In the case of scoring systems used to rate horned or antlered game animals, there is a correspondence between the score which is assigned to a particular animal and such things as the distance of the "inside spread" (the widest point between inside surfaces of the animal's "main beams"); the length of each "main beam" (the primary antler or horn projection from which all "points" or other sub-components of the "rack" extend); the length of each point; and the circumference of the main beam.
There exist at least two primary scoring systems for most horned and antlered game animals, but each system relies on measuring substantially the same features of a game animal's rack.
Present practices in the scoring of game animals are somewhat needlessly cumbersome. Typically, a person who scores a game animal will use a flexible tape measure, masking tape for attaching the tape measure to points of measurement origin, and a scratch pad for recording the various measurements. Also, the use of a tape measure (with its cumulative total gradations being clearly visible during use) to make the actual measurement, especially if done by the hunter himself, injects a certain temptation to skew the numbers in a positive direction if the particular measurement is "just short" of a desired objective.

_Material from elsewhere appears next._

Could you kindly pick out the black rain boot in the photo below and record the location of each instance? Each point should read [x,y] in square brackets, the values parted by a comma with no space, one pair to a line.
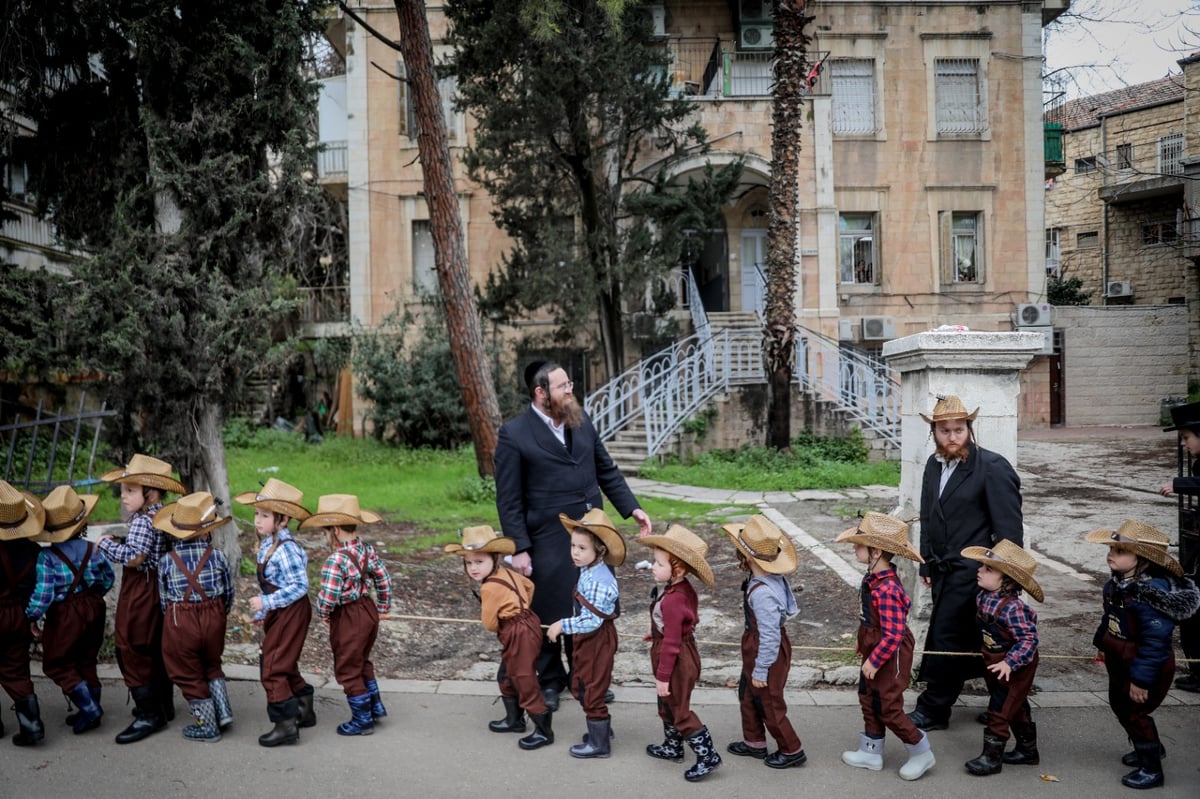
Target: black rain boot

It would well serve recreational hunters to provide a scoring system for use in scoring game animals, which system would be based upon the use of standardized measuring devices, easy to follow scoring guides with sequential steps for scoring, and simple to use measurement recording markers which obviate the need for such steps as marking on a tape measure, or using tape to mark the length on a tape measure, as well as having to fumble around with a pen or pencil.